Bundesbank-Chef Nagel fordert radikale Rentenerform und weniger Bürokratie bis 2031
Bundesbank-Chef Nagel fordert radikale Rentenerform und weniger Bürokratie bis 2031
Bundesbank-Präsident Joachim Nagel drängt auf dringende Reformen in der deutschen Wirtschaft. Seine Forderungen umfassen tiefgreifende Veränderungen in der öffentlichen Verwaltung, im Energiesektor, im Gesundheitswesen und bei den Renten. Er warnte, dass die zögerliche Entwicklung in der EU und der Eurozone nicht länger hinnehmbar sei.
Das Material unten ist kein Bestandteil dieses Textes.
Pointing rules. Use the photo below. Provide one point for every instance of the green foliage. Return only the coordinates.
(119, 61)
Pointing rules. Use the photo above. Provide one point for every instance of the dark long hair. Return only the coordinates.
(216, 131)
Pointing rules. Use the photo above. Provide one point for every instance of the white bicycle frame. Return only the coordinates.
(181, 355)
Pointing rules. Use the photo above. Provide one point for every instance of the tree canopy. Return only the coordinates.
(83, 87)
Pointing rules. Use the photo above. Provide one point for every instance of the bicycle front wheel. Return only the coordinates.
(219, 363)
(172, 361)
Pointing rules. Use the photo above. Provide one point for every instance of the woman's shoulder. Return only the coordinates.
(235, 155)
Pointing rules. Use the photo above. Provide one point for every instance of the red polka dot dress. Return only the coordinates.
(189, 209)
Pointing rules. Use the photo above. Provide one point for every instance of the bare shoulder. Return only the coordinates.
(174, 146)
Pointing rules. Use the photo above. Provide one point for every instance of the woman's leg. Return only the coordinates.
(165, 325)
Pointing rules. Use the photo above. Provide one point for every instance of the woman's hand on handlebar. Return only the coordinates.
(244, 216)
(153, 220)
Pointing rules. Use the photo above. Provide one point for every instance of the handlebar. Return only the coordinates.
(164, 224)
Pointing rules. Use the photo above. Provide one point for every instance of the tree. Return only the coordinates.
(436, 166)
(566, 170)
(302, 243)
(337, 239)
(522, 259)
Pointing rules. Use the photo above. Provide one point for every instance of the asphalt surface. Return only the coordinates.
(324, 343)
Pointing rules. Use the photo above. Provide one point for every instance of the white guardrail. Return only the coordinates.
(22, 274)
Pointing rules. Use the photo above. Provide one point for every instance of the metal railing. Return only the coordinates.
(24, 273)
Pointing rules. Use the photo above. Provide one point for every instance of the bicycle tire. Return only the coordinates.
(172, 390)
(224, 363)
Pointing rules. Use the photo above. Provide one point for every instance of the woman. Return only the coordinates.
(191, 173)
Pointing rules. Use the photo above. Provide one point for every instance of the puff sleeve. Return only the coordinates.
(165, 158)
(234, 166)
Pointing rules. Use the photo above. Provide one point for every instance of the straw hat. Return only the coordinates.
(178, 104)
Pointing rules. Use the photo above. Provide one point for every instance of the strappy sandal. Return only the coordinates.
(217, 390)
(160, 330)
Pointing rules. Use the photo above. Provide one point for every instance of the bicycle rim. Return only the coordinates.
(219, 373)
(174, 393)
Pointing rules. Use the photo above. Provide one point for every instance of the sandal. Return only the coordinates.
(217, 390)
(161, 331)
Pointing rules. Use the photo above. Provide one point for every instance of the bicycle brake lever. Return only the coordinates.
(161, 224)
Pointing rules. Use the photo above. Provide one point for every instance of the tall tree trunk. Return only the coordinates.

Nagels Vorschläge kommen zu einem Zeitpunkt, an dem die Bundesregierung wegen der Verzögerung zentraler Entscheidungen zu Renten und Wettbewerbsfähigkeit in der Kritik steht.
Er forderte eine umfassende Reformagenda, um Bürokratie abzubauen, die Belastungen für Unternehmen zu verringern und das Wachstum anzukurbeln. Als Haupthemmnisse in der EU nannte er übermäßige Regulierung und langsame Entscheidungsprozesse. Der Draghi-Bericht zur Steigerung der Wettbewerbsfähigkeit, so Nagel, liege seit über einem Jahr auf Eis, ohne dass konkrete Schritte unternommen worden seien.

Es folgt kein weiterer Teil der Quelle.